Back to subject. I have had some wacky stuff happen to me when my home hall reclothed there tables.

fxskater
03-05-2005, 04:46 PM
The rails were not replaced on the table that i was shown the shot on. It was just brand new championship cloth. Shoulda posted the link to the WEI table, but i hate re-explaining how to use it every time i post.

Muxy
03-05-2005, 11:59 PM
Well myself dont have it book marked and havent been able to view your shots.

buddha162
03-06-2005, 02:12 AM
The rails were not replaced on the table that i was shown the shot on.

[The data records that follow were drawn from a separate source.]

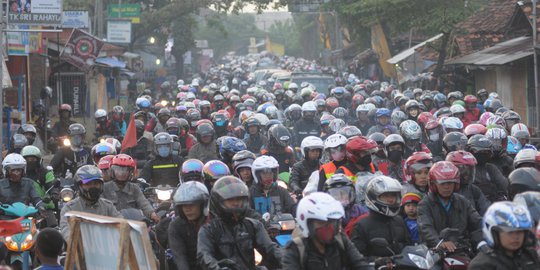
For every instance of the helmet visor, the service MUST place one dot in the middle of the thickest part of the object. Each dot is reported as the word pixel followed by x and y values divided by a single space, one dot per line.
pixel 345 195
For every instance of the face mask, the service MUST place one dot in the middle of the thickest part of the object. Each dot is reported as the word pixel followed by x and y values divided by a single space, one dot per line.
pixel 32 165
pixel 482 158
pixel 395 155
pixel 76 140
pixel 365 161
pixel 325 234
pixel 338 156
pixel 164 151
pixel 434 137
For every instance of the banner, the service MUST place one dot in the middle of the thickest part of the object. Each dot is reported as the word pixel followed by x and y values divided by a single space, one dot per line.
pixel 35 12
pixel 82 49
pixel 380 46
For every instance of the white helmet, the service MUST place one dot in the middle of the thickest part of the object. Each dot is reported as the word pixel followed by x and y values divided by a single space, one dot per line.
pixel 520 131
pixel 13 161
pixel 456 108
pixel 335 140
pixel 525 156
pixel 319 206
pixel 310 143
pixel 100 113
pixel 264 163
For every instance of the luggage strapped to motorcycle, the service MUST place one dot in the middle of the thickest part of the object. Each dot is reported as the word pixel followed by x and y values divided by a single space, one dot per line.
pixel 302 248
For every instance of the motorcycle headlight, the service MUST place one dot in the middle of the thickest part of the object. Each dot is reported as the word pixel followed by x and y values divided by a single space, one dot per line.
pixel 11 244
pixel 287 225
pixel 164 195
pixel 67 194
pixel 420 261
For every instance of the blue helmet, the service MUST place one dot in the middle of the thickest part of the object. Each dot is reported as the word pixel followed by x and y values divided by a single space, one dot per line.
pixel 505 217
pixel 229 147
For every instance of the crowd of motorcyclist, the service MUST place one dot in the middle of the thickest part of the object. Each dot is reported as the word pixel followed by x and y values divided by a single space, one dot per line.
pixel 355 163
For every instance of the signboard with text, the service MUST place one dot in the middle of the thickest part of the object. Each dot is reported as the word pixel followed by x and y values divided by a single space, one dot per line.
pixel 119 31
pixel 125 11
pixel 35 12
pixel 75 19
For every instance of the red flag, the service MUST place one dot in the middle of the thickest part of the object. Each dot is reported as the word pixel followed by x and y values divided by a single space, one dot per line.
pixel 130 139
pixel 11 227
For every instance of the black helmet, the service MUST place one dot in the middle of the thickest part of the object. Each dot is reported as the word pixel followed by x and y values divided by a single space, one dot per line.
pixel 523 179
pixel 479 143
pixel 228 187
pixel 377 137
pixel 18 141
pixel 454 141
pixel 341 188
pixel 76 129
pixel 205 129
pixel 279 136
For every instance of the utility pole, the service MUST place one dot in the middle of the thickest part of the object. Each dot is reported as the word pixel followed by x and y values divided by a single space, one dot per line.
pixel 535 61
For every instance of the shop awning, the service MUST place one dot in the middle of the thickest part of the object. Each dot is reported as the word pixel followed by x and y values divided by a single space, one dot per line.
pixel 500 54
pixel 410 51
pixel 110 62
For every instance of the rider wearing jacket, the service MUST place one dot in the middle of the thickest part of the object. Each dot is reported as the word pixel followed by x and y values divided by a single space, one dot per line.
pixel 122 192
pixel 191 207
pixel 444 208
pixel 308 125
pixel 15 187
pixel 74 156
pixel 383 198
pixel 164 169
pixel 487 176
pixel 322 245
pixel 266 196
pixel 230 237
pixel 279 139
pixel 508 239
pixel 312 149
pixel 466 163
pixel 205 149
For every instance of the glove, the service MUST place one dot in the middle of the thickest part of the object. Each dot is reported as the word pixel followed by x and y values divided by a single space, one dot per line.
pixel 383 261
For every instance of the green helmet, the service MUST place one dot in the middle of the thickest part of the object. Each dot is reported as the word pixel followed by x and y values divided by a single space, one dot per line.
pixel 31 151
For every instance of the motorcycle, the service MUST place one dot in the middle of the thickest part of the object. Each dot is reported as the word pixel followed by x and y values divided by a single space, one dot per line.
pixel 20 244
pixel 280 227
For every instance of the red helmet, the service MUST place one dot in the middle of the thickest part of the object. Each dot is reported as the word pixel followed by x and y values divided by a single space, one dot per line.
pixel 461 157
pixel 443 172
pixel 122 161
pixel 424 118
pixel 474 129
pixel 332 103
pixel 417 161
pixel 64 107
pixel 470 99
pixel 105 162
pixel 357 144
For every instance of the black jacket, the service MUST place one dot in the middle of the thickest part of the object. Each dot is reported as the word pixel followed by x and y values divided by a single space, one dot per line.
pixel 491 181
pixel 278 200
pixel 162 171
pixel 335 257
pixel 304 128
pixel 218 241
pixel 432 219
pixel 66 159
pixel 183 242
pixel 524 259
pixel 375 225
pixel 300 173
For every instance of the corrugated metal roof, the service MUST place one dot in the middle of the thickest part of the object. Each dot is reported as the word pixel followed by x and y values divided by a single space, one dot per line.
pixel 500 54
pixel 410 51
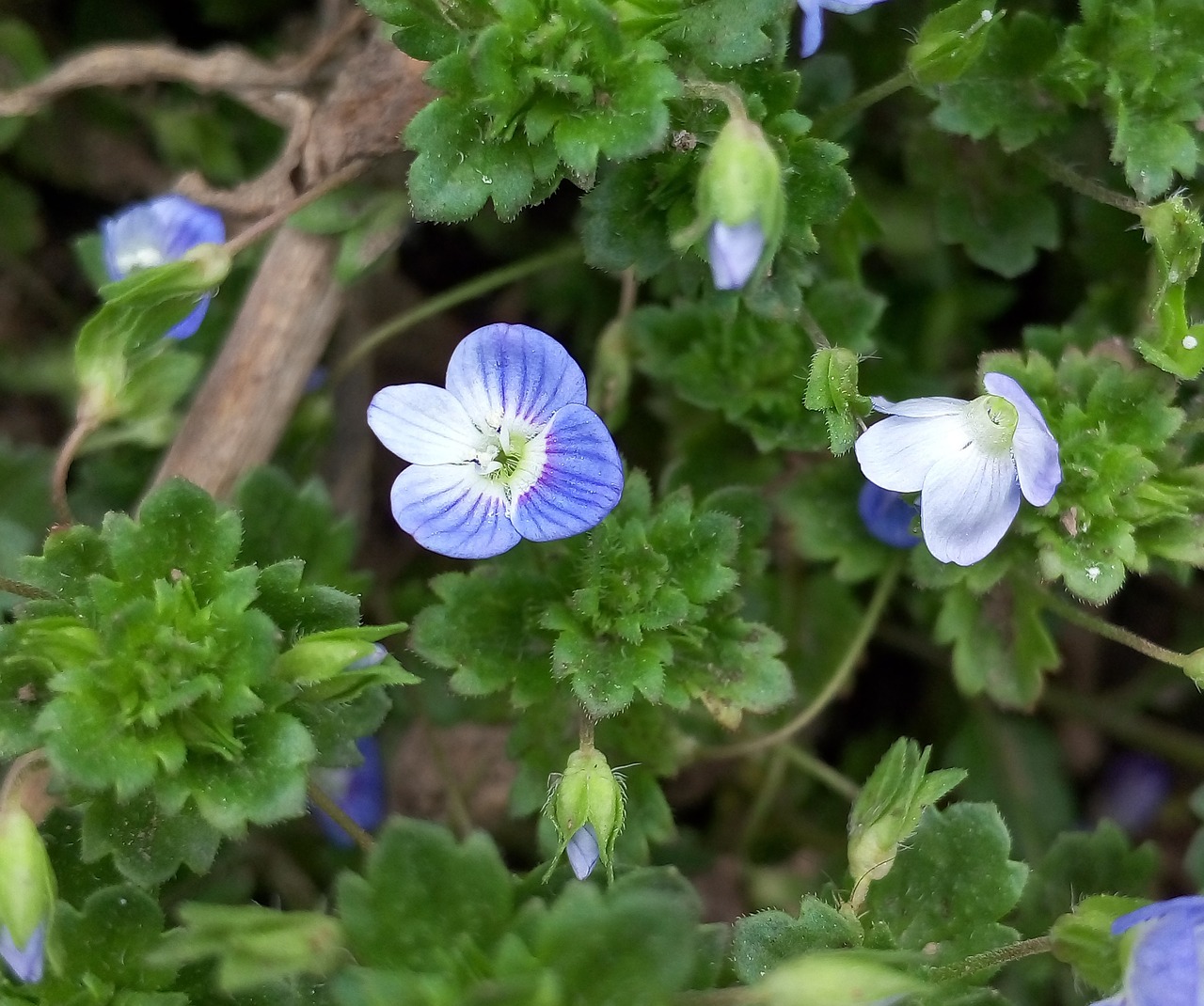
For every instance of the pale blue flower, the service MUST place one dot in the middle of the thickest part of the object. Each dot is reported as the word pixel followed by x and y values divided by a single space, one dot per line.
pixel 583 851
pixel 735 252
pixel 507 450
pixel 970 461
pixel 150 233
pixel 1165 966
pixel 26 963
pixel 813 18
pixel 357 790
pixel 888 516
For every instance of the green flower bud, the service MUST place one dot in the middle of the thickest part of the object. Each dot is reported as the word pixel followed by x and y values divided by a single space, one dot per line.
pixel 589 794
pixel 26 880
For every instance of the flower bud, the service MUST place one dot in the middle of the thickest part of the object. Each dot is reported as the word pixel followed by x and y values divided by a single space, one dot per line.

I could be wrong but maybe sjm was talking about the rail cloth being replaced as well, not the cushions themselves.

-Roger

mjantti
03-06-2005, 01:54 PM
When the rail cloth is brand new, there are some major differences at first. The "skid" is just caused because the new cloth is much more slippery than old and the cueball just slides on the moment of impact with the cushion. The same goes with reverse sidespin, the effect is severely reduced, because there isn't enough friction to change the angle of the cueball. Here's an example (A for new cloth, B for old)
START(
%AB5[9%BC3\5%CB7[9%DC5\4%EC2\3%FB6\3%GB8\8%HB2\2%IB7\7%JC3[6
%KB5[9%LC1\2%MC1\2%NB4\1%OB2\1%PG6X1%QG1H9%RD1H6%WE4D4% XC0I3
%YH3P8%ZE9C7%[D6Q6%\F2C5%]C1I8%^G4X2%eA1a7
)END

With new cloth it's very difficult to spin the cueball with slow speed and expect a major change in direction and speed after the contact on the cushion.

Another example: on a worn cloth, quite simple position play from 8 to 9, but on a brand new cloth very difficult to get enough speed from the cushion.

START(
%AB5[9%BC3\5%CB7[9%DC5\4%EC2\3%FB6\3%GB8\8%H]6H4%IC7O5%JC3[6
%KB5\5%LC1\2%MC1\2%NB8[8%OB7\3%P`0O1%R]1_1%Y^2I8%Z_5N3%][9D5
%^]1G6%eA6`6
)END

Bob Jewett
03-06-2005, 05:26 PM
Has anyone ever heard of a kick? I don't mean kicking at another ball. I mean the type of shot where the CB contacts the rail with reverse english, but reacts like it has running ienglish. ...
I have never heard of "kick" being used in this special way. Usually it's called "slide" when new cloth causes unexpected loops and angles off cushions especially with reverse english. Maybe it's a regional term.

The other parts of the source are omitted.